Renaissance Youth Center
- Industry: Nonprofit
- Founded: 2001
- Headquarters: South Bronx, New York, United States
- Area served: Bronx and New York City
- Key people: Bervin Harris, Darren Quinlan
- Revenue: $1.2 million
- Website: www.renaissanceyouth.org

= Renaissance Youth Center =

Nonprofit in New York City, New York, US

The Renaissance Youth Center is a Bronx-based nonprofit founded in 2001. Renaissance has more than 30 public schools in New York City. The Renaissance Youth Center offers programs in education, music, sports, and civic engagement.

==History==

It was founded in 2001 as Renaissance Education, Music, and Sports (Renaissance-EMS).

Renaissance was co-founded by Bervin Harris and Darren Quinlan to serve the Bronx's Morrisania neighborhood. Harris was a former recording artist with Capitol Records, while Quinlan was a former NCAA Division I college basketball player at St.

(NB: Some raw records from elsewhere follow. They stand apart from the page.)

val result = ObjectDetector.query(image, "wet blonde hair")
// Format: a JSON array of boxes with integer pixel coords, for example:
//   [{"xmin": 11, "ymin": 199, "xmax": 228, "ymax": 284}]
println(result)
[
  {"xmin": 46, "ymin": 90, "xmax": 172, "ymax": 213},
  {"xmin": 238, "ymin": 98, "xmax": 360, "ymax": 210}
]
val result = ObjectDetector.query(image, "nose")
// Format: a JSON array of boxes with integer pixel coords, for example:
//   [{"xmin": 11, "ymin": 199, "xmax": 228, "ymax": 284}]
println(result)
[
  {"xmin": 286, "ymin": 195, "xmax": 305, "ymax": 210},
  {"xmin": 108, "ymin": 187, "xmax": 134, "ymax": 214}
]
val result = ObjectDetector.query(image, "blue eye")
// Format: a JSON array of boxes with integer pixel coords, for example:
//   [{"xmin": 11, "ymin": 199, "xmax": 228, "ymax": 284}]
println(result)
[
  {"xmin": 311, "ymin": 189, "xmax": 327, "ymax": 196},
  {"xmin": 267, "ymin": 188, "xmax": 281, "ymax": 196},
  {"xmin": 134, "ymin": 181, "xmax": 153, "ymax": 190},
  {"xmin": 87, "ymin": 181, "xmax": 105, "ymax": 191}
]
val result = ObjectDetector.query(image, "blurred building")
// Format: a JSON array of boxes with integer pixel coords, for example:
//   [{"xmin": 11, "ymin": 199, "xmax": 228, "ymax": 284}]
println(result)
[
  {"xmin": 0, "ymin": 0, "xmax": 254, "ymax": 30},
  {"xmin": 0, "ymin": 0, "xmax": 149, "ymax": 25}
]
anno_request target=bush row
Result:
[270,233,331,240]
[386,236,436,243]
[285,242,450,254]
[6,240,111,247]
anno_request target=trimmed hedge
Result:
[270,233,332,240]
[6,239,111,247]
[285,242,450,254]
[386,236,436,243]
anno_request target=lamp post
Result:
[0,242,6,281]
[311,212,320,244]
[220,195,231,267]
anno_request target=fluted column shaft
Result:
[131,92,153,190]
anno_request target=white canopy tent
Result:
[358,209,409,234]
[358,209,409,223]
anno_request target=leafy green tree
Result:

Bonaventure University, as well as a songwriter who won the 1992 Abe Olman Scholarship from the Songwriters Hall of Fame.

==Programs==

===Music On Wheels===

Music On Wheels planned a curriculum for schools that no longer have music programs for more than 30 public schools in New York City. Renaissance holds an annual Music On Wheels Recital.

===Music With A Message Band===

The Music With A Message Band is a 25-member performance group, aged 6–21, that write songs about social issues and perform throughout New York City. The band has performed at Good Morning America, Carnegie Hall, the Women in the World Summit at Lincoln Center, the Apollo Theater, the New School, and the City Parks Foundation. In 2016, they opened Mayor Bill de Blasio's 2016 State of the City address at the Lehman Center for the Performing Arts.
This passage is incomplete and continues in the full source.